No paid tier planned. No telemetry to monetize. If maintenance ever shifts to paid, current installs keep working at the price they were installed at. The version you have now is the version you have forever.

for the nerds

SOTA models, on your CPU, no asterisks.

tellmebaby ships speech engines that pick themselves automatically based on the languages you speak. The defaults rank near the top of the public Hugging Face Open ASR leaderboard. All of them run in INT8 on a normal laptop CPU at multiples of real-time.

Model	WER ↓	Speed (RTF) ↑	Languages	Size
Parakeet TDT 0.6B v2	~6.05%	~30×	English	660 MB
Whisper Large v3 Turbo	~7.4%	~4×	99 (multilingual)	1.0 GB
Parakeet TDT 0.6B v3	~6.3%	~30×	25 EU (incl. English)	660 MB
Cohere Transcribe 2B	~5.4%	~12×	14 (EU + zh/ja/ko/vi/ar)	1.7 GB
OmniLingual ASR 300M	varies	~6×	1600+ (low-res. fallback)	700 MB

WER on the Hugging Face Open ASR Leaderboard (avg across English benchmarks, lower is better). RTF measured on 8-core x86 CPU, INT8 quantized weights, sherpa-onnx runtime. We default to Parakeet v2 + Whisper Turbo because that lineup held up better in real-world dictation (technical vocab, proper nouns, quick utterances); the others stay one click away in Settings → Speech & AI for users who want them.

Nothing is silently lost.

Long recordings decode as silence-bounded windows, so a ten-minute ramble comes out whole. If a decode comes back blank, I retry down a ladder — drop the hotwords, split on silence, switch to a different engine architecture. And if a stretch still couldn't be decoded, the transcript says so. I'd rather admit a gap than invent words.

// decode ladder

1 — decode in silence-bounded windows

2 — blank? retry without hotwords

3 — still blank? split on silence, recurse

4 — last resort: a different engine

! gap remains → the transcript says so

choreography

Five hotkeys. Zero menus.

Picked so they don't fight your browser, your editor, or Windows itself. Ctrl+Shift+Alt + a letter is essentially never claimed by anything else — so the chords stay yours.

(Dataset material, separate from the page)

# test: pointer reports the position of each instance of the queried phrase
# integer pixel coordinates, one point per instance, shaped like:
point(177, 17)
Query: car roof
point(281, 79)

Ctrl+Win Dictate. Hold the chord, talk, release. Words appear at the cursor. Modifier-only so the Windows shell never steals it from us.

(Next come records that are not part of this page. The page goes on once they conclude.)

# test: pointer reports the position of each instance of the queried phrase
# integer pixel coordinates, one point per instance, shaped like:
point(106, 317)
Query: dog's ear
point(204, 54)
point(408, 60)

Alt+Win Edit selection. Select text, hold and say what to change ("translate to French", "make this shorter"). Rewritten in place on release — modifier-only, so the chord can never type over your selection.

Ctrl+Shift+Alt+R Read selection. Highlight first, then press. I read it through your speakers.

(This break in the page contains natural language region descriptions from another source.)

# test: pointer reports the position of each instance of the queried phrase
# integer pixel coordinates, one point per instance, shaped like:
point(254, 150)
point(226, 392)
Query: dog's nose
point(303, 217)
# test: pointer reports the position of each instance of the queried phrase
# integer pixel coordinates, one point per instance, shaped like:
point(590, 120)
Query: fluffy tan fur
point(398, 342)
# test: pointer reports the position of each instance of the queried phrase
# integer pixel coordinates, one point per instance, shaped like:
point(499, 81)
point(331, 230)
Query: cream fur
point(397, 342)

Ctrl+Shift+Alt+V Read clipboard. Whatever you copied last gets read aloud, no app switch needed.

Ctrl+Shift+Alt+S Stop reading. Cuts off any in-progress read-aloud immediately. Useful for long paragraphs you only needed the first sentence of.

all five are remappable in Settings → Activation

Esc is a true global stop — cancel a capture or silence a read-aloud from anywhere. Bindings survive lock and unlock.

real questions

The stuff people actually ask.

Why does Windows say "Windows protected your PC" when I run it?

That's SmartScreen. It warns about apps it hasn't seen before — code-signing certs cost a few hundred dollars a year, and we haven't bought one yet. Click More info → Run anyway and the install proceeds normally. The download has a SHA256 published right next to the button you can verify against.

Is my voice actually private? For real?

Yes. Speech recognition, AI cleanup, and read-aloud all run entirely on your CPU or GPU using locally-stored model files. Pull your network cable mid-sentence and tellmebaby keeps working. The only network traffic is the initial model downloads (so you can pick languages) plus a signed JSON poll every six hours to see if there's an update. That's the entire network footprint.

How accurate is it, really?

English: very good. Parakeet TDT 0.6B v2 is one of the best open-weight ASR models available right now, INT8-quantized but still benchmark-competitive with closed cloud APIs. Multilingual: Whisper Large v3 Turbo, also INT8. We pick the right model automatically based on the languages you say you speak in onboarding. And your personal dictionary tilts recognition toward your names and jargon on top of that.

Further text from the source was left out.